Japan last week reported that economic growth there returned to positive territory in the last quarter, but the nation’s growth momentum remains weak due to the effects of softening external demand. To keep credit flowing and fight deflation, the Bank of Japan is likely to continue an accommodative monetary policy.
Not having hiked policy rates since September 2016, Taiwan’s central bank is maintaining a dovish stance toward monetary policy. Minutes of the bank’s December meeting showed that board members saw no reason to raise rates when softer global demand is dragging down external trade.
Confirming the central bank’s stance, last week’s export data showed that total outbound shipments declined 0.3 percent annually for a third consecutive month, while the government’s statistics agency and some private think tanks revised GDP growth forecasts for this year downward.

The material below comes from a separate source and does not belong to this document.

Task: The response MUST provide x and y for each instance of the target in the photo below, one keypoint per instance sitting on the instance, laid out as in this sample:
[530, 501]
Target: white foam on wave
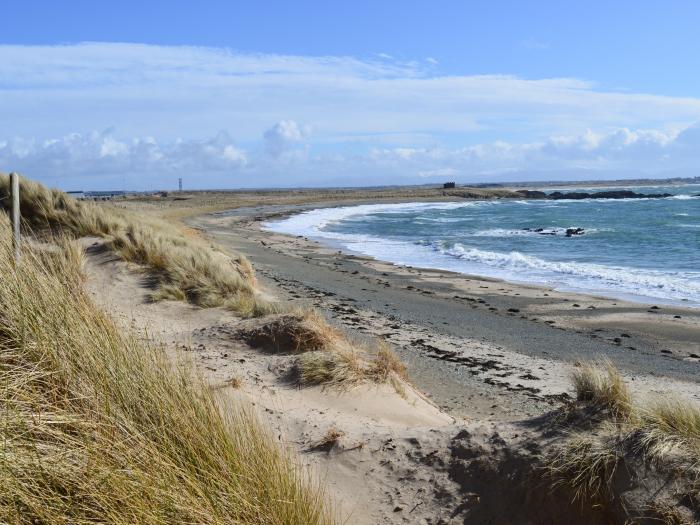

Central banks worldwide are following the Fed in reining in plans to tighten monetary policy, and some governments have launched incentive-based measures to boost private consumption, but increased domestic investment, in the form of private investments or public infrastructure projects, is needed to help arrest potential slowdowns in employment and wage growth.
So far, in an effort to avoid being battered by the trade war, nine Taiwanese companies operating overseas have gained the government’s green light to take part in a Ministry of Economic Affairs program to invest at home, which could create 3,700 jobs — a NT$25.6 billion (US$829.82 million) investment.
However, that is unlikely to be enough. The government must expand infrastructure spending, provide relief measures for small and medium-sized businesses and assist local companies in marketing products overseas.
After all, the government must remember that stable policies matter most to investing businesses, but stability requires consistency and predictability, whether the central bank is dovish or hawkish.